Zwei Frauen, ein altes Haus und eine Art von Familie


Das „Polackenkind“ ist die fünfjährige Vera auf dem Hof im Alten Land, wohin sie 1945 aus Ostpreußen mit ihrer Mutter geflohen ist. Ihr Leben lang fühlt sie sich fremd in dem großen, kalten Bauernhaus und kann trotzdem nicht davon lassen. Bis sechzig Jahre später plötzlich ihre Nichte Anne vor der Tür steht. Sie ist mit ihrem kleinen Sohn aus Hamburg-Ottensen geflüchtet, wo ehrgeizige Vollwert-Eltern ihre Kinder wie Preispokale durch die Straßen tragen – und wo Annes Mann eine Andere liebt. Vera und Anne sind einander fremd und haben doch viel mehr gemeinsam, als sie ahnen.

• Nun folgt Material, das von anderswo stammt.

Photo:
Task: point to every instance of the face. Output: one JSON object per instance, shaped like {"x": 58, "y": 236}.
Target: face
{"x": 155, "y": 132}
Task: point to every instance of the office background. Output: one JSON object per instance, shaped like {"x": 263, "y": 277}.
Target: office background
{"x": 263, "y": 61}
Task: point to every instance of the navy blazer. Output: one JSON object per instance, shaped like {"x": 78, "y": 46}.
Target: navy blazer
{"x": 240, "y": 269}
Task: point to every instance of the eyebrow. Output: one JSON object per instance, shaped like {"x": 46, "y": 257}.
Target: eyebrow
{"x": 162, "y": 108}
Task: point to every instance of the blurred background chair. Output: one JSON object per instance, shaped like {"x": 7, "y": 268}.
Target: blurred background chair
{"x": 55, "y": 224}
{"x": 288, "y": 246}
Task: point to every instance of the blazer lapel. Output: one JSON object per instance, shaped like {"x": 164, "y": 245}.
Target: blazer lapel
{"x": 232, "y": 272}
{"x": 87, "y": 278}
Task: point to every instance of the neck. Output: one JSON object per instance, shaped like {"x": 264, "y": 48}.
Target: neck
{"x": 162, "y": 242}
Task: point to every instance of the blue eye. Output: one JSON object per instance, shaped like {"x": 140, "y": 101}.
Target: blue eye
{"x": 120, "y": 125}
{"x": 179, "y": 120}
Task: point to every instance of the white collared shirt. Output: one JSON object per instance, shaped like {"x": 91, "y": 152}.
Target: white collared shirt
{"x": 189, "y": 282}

Mit scharfem Blick und trockenem Witz erzählt Dörte Hansen von zwei Einzelgängerinnen, die überraschend finden, was sie nie gesucht haben: eine Familie.


Fazit:

Dörte Hansen hat mit ihren ironischen und witzhaften Schreibstil,was auch noch ihr Debütroman ist, die Geschichte auf den Punkt gebracht. Die Charaktere waren teilweise auf den Punkt gebracht und haben mich schmunzeln lassen, aber auch eine nachdenkliche Seite war zu sehen.

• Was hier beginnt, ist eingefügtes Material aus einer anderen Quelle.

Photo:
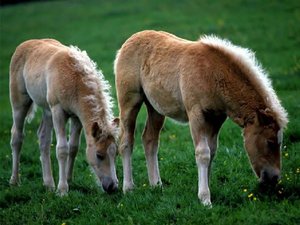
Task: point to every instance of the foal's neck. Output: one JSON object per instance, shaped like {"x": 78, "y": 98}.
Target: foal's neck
{"x": 91, "y": 111}
{"x": 243, "y": 104}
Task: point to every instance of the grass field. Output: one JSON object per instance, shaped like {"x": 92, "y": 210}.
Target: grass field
{"x": 270, "y": 28}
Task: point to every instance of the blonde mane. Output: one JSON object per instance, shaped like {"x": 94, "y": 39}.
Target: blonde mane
{"x": 94, "y": 79}
{"x": 245, "y": 59}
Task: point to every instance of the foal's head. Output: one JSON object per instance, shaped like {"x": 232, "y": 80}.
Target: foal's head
{"x": 262, "y": 141}
{"x": 101, "y": 154}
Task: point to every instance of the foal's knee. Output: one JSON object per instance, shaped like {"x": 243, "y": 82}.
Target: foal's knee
{"x": 73, "y": 149}
{"x": 62, "y": 152}
{"x": 16, "y": 139}
{"x": 203, "y": 155}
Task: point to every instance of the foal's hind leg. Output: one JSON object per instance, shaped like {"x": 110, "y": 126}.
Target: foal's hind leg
{"x": 215, "y": 124}
{"x": 20, "y": 110}
{"x": 74, "y": 143}
{"x": 59, "y": 121}
{"x": 154, "y": 124}
{"x": 129, "y": 108}
{"x": 45, "y": 139}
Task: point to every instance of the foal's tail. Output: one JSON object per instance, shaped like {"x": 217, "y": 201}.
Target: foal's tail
{"x": 31, "y": 112}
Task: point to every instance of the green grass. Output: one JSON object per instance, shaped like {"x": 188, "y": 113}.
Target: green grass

Ich glaub aber nicht das diese Geschichte für jedermann ist, da diese doch speziell ist und nicht von jedem verstanden werden könnte. Man braucht Ruhe und Zeit um dieses zu lesen, auch wenn es nur knapp 300 Seiten große Schrift ist. Innerhalb kürzester Zeit hatte ich die Geschichte um Vera und Anne gelesen, nein eher verschlungen.

Vera mit ihrer erst knurrigen, kalten Art --> man erfährt warum sie so ist wie sie ist.
Und dann haben wir noch Anne --> sie ist mit ihrem Sohn aus Hamburg "geflohen" da sie von ihrem Mann betrogen wurde und die Art wie ihre Mitmenschen zu dessen Kinder sind schreckt sie ab. Nein es schreckt sie nicht ab, es geht ihr gegen den Strich. Beide Frauen finden nach langer Zeit des Widerstandes zusammen und finden das was sie schon immer gesucht haben. Familie!

Wie ich schon schrieb, mir hat die Geschichte und der Hintergrund auf dessen die Autorin aus ist, gefallen.